EV Batteries – The Critical Role of Mechanical Testing

Mechanical and multifunctional tests are not only tools for quality control, but also the key to innovation. They provide crucial insights that enhance materials and processes, thereby driving advancements in battery technology.

• Optimize production/reduce costs
  In the coming years, costs can be reduced primarily by increasing the energy density in the cells, reducing the amount of materials and raw materials and the resulting processing costs, and by increasing efficiency in the production of the cells. Materials testing enhances our understanding, enabling further development and optimal utilization. This can significantly reduce the high costs associated with rejects.
• Improving reach and service life
  In addition to the further optimization of lithium-ion batteries in terms of service life/reach, the industry is also focusing on another battery technology in the future. All major manufacturers are investing in research activities for solid-state battery technology. However, there are still some challenges here, from changing the volume of the anode to adapting production, as only 40 percent of the existing machines and processes can continue to be used. In addition, solid-state batteries require high-pressure conditions for the best possible contact. The mechanical characterization of cell behavior is therefore of great importance.
• Increasing safety
  To be able to predict the behavior of batteries in extreme situations, battery abuse tests and multiphysics tests are indispensable in battery development. These tests require extensive safety measures and are extremely complex and critical to carry out.
  

Battery systems are crucial to electric vehicles, significantly impacting performance and representing the largest portion of the total cost. Mechanical and multifunctional testing at various levels—from cell components to complete battery packs—is essential to ensure safety, performance and reliability.
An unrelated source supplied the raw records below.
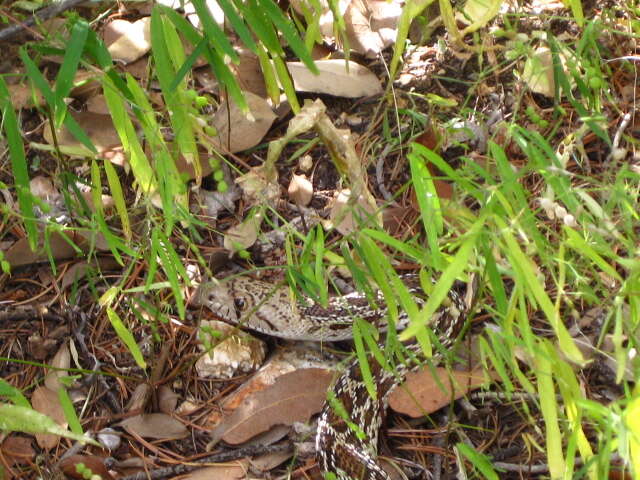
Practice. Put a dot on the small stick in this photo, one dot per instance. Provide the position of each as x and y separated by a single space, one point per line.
41 15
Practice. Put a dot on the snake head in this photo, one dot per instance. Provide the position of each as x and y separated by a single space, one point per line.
228 300
218 298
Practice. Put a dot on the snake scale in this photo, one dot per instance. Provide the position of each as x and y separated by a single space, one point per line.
348 449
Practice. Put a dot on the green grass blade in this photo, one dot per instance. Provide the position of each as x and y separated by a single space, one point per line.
69 67
126 131
118 198
16 418
522 263
69 412
445 282
127 338
213 31
549 408
18 164
480 461
286 27
13 394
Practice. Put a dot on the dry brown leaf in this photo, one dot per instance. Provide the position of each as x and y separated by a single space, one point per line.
42 187
20 253
260 185
17 450
237 131
238 353
334 79
249 74
22 96
156 426
421 394
61 360
269 461
231 471
244 234
98 104
167 399
46 401
86 85
98 127
92 462
128 41
79 270
300 190
348 218
293 397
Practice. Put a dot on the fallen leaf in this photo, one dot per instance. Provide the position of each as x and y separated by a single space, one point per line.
232 471
293 397
23 96
244 234
237 131
346 216
42 187
61 360
46 401
421 394
17 450
167 399
132 40
155 426
334 79
538 72
238 353
68 465
260 185
20 252
99 128
300 190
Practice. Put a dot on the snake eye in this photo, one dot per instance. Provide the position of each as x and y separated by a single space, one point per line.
239 303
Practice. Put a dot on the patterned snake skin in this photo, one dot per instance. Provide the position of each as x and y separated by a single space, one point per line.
347 447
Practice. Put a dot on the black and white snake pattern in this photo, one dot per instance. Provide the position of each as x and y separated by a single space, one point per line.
347 447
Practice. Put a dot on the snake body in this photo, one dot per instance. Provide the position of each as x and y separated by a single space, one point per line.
346 447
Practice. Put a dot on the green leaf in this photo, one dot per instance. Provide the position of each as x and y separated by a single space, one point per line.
69 412
18 164
126 131
286 27
13 394
16 418
69 67
480 461
127 338
445 282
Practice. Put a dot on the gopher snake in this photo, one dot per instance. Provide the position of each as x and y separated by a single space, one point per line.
347 447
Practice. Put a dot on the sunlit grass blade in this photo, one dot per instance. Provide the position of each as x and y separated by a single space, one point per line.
359 331
126 131
481 462
220 39
41 84
445 282
168 55
220 69
16 418
18 164
10 392
127 338
429 202
522 264
549 408
69 412
67 72
286 27
118 198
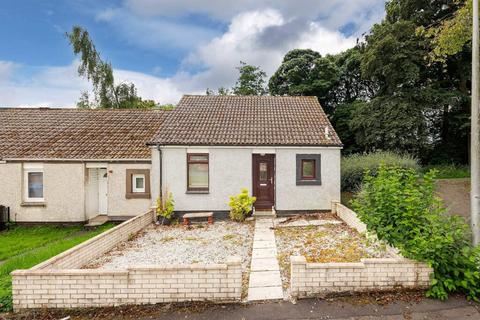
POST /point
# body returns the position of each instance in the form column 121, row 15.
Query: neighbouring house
column 283, row 149
column 70, row 165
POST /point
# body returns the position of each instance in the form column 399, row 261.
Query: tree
column 450, row 36
column 305, row 72
column 107, row 94
column 251, row 81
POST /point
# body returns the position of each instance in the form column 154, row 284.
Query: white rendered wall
column 63, row 193
column 230, row 169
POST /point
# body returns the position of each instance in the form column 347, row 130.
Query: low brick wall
column 59, row 283
column 307, row 279
column 136, row 285
column 83, row 253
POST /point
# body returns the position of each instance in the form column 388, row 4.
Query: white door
column 102, row 191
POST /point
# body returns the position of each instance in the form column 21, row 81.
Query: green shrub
column 449, row 171
column 401, row 207
column 165, row 206
column 354, row 166
column 241, row 205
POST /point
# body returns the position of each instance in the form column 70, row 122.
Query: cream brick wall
column 369, row 274
column 81, row 254
column 136, row 285
column 59, row 283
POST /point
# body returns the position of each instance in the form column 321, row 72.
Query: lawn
column 24, row 247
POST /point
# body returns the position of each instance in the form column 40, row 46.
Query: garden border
column 308, row 279
column 60, row 283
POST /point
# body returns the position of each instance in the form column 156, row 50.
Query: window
column 137, row 184
column 308, row 169
column 197, row 172
column 33, row 182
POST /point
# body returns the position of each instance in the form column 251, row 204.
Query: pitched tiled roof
column 77, row 133
column 248, row 120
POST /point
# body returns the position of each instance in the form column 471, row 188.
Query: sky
column 165, row 47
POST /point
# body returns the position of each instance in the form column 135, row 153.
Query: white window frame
column 134, row 183
column 33, row 168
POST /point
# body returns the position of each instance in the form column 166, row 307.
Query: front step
column 264, row 213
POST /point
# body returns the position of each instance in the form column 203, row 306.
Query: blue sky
column 166, row 48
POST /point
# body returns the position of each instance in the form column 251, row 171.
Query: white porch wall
column 230, row 169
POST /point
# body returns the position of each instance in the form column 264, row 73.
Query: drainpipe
column 160, row 168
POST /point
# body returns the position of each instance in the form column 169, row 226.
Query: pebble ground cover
column 329, row 242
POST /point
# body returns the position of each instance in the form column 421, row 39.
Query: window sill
column 197, row 192
column 33, row 204
column 137, row 196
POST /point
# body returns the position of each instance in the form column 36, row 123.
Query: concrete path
column 265, row 282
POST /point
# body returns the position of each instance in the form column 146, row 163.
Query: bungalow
column 283, row 149
column 69, row 165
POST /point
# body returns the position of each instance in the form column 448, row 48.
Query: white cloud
column 259, row 37
column 333, row 13
column 6, row 69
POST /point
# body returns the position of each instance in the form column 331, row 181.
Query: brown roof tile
column 39, row 133
column 247, row 120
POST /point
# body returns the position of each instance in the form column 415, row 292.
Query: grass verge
column 36, row 255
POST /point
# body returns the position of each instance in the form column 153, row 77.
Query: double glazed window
column 197, row 172
column 33, row 183
column 308, row 169
column 138, row 184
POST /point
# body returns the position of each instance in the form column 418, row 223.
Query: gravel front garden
column 322, row 238
column 201, row 243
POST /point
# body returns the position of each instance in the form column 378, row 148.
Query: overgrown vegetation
column 401, row 207
column 449, row 171
column 354, row 166
column 241, row 205
column 165, row 206
column 40, row 244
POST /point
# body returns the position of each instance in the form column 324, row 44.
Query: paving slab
column 265, row 293
column 265, row 236
column 265, row 282
column 264, row 253
column 263, row 244
column 264, row 264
• Testing of raw materials and cell components: The production of battery cells encompasses various stages, including coating metal foils and stacking and assembling the individual components. Tensile tests on films or evaluating the adhesive strength of electrode coatings are therefore crucial to ensure that each component meets quality standards.
• Testing of cells: Battery cells are subjected to mechanical, electrical and thermal tests—often simultaneously. For example, the cells are subjected to mechanical compression at controlled temperatures while they are being charged and discharged in order to obtain information about their behavior at different pressures and temperatures.
• The battery system: At the system level—for modules or packs—the focus is on structural assessments such as the strength of brackets, bonded joints and weld seams. Quasi-static tensile or shear tensile tests are carried out.
• Battery abuse testing : In view of the risk of fire and explosion, battery abuse tests are crucial for evaluating the behavior of a battery under extreme conditions. Tests such as nail penetration, crush tests and temperature cycles help to identify weak points and improve overall safety. Here, the demands on the accuracy of the testing systems are constantly increasing with further technological developments.

The mechanical tests are an indispensable part of battery development. From research to production and quality assurance, they play a key role in developing more powerful, safer and longer-lasting batteries for the next step towards a CO2-neutral future.